The policy advances the PRA’s safety and soundness objective, supports competition by applying to all eligible firms, and enhances UK competitiveness and growth by minimising lending disruptions. PS7/25 was published alongside CP12/25, which proposes broader Pillar 2A methodology updates.
International firms: Updates to SS5/21 and branch reporting (20 May 2025)
The Prudential Regulation Authority (PRA) released PS6/25, updating its supervisory approach for international banks in the UK, as outlined in Supervisory Statement SS5/21 and branch reporting rules. This applies to non-UK headquartered banks, their groups, and UK firms with global trading activities.
Key Updates:
- Branch Risk Appetite: Increased FSCS-covered deposit thresholds by 30% to £130m and £650m to reflect inflation, and introduced a £300m threshold for instant access retail/small business deposits, encouraging subsidiaries over branches for higher amounts to enhance oversight, post-Silicon Valley Bank lessons.

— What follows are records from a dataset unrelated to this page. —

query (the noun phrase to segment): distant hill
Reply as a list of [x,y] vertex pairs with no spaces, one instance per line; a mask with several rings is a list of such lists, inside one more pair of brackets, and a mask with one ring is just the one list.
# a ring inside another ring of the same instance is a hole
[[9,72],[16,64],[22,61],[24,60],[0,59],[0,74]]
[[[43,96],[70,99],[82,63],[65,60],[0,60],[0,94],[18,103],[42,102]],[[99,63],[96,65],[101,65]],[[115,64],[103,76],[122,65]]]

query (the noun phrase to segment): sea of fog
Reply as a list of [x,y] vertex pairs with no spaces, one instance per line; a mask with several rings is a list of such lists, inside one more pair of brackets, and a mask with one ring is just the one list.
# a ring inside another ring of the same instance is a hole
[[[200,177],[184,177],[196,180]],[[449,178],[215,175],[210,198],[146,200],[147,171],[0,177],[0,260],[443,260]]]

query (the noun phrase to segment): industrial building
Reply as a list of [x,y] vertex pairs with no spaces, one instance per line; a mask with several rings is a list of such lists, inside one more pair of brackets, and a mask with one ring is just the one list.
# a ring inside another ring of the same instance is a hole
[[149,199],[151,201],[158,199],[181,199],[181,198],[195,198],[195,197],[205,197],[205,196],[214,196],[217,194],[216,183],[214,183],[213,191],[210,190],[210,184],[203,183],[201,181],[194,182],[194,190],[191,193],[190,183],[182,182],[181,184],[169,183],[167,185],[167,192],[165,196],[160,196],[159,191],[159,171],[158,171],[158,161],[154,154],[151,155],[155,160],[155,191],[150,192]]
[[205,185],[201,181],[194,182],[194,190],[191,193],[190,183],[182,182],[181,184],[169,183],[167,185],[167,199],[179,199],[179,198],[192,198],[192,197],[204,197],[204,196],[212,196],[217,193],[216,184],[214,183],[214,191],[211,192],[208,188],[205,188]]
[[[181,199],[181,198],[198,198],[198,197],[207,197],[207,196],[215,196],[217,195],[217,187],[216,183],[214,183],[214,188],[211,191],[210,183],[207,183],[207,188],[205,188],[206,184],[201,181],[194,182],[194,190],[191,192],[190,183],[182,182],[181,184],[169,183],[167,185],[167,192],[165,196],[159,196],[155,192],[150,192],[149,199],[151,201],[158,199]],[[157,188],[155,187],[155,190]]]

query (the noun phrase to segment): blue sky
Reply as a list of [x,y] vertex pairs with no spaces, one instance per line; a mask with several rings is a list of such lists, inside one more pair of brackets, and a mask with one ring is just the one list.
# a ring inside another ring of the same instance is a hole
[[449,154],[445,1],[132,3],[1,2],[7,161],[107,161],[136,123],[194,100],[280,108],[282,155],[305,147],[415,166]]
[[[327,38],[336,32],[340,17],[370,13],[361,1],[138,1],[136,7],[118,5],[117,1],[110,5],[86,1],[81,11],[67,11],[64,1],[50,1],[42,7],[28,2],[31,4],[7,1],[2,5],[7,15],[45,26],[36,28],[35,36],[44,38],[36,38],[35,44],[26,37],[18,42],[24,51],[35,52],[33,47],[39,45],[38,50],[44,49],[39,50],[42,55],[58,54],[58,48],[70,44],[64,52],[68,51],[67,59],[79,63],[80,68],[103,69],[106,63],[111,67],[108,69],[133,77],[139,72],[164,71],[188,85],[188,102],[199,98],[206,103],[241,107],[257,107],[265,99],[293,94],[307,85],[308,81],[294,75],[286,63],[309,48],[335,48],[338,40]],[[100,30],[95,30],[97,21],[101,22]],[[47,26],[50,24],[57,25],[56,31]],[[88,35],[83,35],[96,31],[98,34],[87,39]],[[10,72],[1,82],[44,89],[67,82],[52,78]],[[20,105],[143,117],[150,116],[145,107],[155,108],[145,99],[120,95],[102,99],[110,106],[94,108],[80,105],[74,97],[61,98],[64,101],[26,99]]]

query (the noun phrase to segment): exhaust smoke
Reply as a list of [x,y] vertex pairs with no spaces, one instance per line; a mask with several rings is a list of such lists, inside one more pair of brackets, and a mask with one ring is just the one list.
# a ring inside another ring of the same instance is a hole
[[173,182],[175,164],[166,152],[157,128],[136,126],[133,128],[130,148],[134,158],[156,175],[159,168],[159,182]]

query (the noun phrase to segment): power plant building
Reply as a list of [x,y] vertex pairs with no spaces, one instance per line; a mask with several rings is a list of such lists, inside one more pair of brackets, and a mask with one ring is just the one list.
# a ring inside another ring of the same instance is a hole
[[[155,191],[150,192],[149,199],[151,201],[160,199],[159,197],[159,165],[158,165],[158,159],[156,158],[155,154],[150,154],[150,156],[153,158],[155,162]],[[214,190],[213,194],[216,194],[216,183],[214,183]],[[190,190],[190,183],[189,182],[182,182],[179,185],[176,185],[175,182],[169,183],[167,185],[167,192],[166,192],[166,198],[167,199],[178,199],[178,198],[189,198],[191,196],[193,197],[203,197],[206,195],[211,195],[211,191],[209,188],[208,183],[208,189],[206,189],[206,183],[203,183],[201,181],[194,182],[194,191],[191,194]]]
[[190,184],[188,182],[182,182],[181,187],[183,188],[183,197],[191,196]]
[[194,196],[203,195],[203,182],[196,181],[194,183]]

- Booking Models: Clarified expectations for UK trading banks and branches, focusing on prudent risk management for activities like secured financing, with streamlined terminology and cooperative resolution of regulatory conflicts.
- Liquidity Reporting: Streamlined whole-firm LCR/NSFR data collection via the Branch Return Form, effective March 1, 2026, with flexible reporting dates and clarified stress reporting.
Impact: Supports UK competitiveness and growth by easing deposit limits and reporting burdens, while strengthening safety and soundness through better oversight. Implementation starts May 20, 2025, for SS5/21 updates, and March 1, 2026, for reporting changes.
Updates to the PRA’s approach of responsible openness to international banks (20 May 2025)
The PRA clarified its "responsible openness" approach for international banks in the UK via Policy Statement PS6/25. Key updates include raising FSCS-covered deposit thresholds by 30% to £130m and £650m, adding a £300m threshold for retail/small business instant access deposits to encourage subsidiarization, clarifying booking model expectations for prudent risk management, and streamlining liquidity reporting (LCR, NSFR) via the Branch Return Form, effective March 1, 2026. These changes, prompted by lessons from Silicon Valley Bank’s failure, support UK competitiveness and growth while enhancing safety and soundness.